Every fiction project with a worldbuilding database eventually hits the same problem. You’ve been writing for months. The Legendry has grown. Your prose has grown. And the two have quietly stopped matching each other in places you can’t quite remember. Maybe a character’s eye color drifted between chapters four and eight. Maybe a city’s founding date is inconsistent across two mentions. Maybe you gave a faction a leader in the Legendry and then in a scene you wrote “nobody had ever led them.” These are the kind of contradictions that haunt the revision pass — the ones a careful beta reader will catch and flag as “wait, what?” — and the only way to catch them yourself is to hold the entire project in your head at once, which nobody can do.

The Lorekeeper is the agent that holds the whole project for you.
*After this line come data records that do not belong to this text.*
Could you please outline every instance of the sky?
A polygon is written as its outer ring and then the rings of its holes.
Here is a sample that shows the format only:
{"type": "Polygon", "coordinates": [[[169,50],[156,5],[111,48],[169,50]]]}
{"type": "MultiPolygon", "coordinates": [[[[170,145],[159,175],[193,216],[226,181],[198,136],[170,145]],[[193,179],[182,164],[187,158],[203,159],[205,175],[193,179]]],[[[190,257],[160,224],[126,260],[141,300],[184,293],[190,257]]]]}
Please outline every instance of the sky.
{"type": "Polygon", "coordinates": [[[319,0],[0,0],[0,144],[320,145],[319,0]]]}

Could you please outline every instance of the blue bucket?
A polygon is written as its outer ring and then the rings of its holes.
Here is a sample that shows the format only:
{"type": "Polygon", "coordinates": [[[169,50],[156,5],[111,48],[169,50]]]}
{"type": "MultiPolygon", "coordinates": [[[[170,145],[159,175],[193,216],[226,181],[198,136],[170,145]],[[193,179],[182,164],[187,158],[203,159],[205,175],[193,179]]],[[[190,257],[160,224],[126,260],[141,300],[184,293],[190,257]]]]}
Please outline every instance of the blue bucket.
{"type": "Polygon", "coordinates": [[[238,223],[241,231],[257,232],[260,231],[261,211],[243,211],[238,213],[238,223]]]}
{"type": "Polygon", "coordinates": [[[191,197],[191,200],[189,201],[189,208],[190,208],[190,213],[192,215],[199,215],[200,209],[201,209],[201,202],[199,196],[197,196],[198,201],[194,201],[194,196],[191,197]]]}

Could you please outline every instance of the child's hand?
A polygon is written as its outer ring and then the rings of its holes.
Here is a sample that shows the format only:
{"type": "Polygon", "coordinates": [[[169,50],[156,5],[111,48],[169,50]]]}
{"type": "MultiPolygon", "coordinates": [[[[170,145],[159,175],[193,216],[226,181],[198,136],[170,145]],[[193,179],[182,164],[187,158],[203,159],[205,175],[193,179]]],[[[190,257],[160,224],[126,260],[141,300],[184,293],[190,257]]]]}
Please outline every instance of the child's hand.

You hand him a document; he reads it against your Legendry; he flags every place where the two don’t match. The output is a scored consistency report with a list of issues, each with a severity level, a location, and a suggested fix. The agent catches the kind of exhaustive contradictions only a computer can check for, which means the real editor you eventually hire spends their time on things the agent can’t see.

You open a document (or a lore entry — the Lorekeeper can check either), open the Lorekeeper panel, pick a depth level, click Run Check. The analysis starts, and it streams back to you as it works. You don’t wait for a final result in silence — you watch the panel fill in with progress messages, entity chips, and issues as the agent finds them. You can cancel any time.

Under the hood, the agent does four things in sequence. It loads the lore entries relevant to the document. It extracts entities from the document’s text. It cross-references the detected entities against the lore database. Then it sends the text, the entities, and the lore context to the LLM, which produces the actual consistency analysis. The streaming comes from each of those stages publishing intermediate results as they complete.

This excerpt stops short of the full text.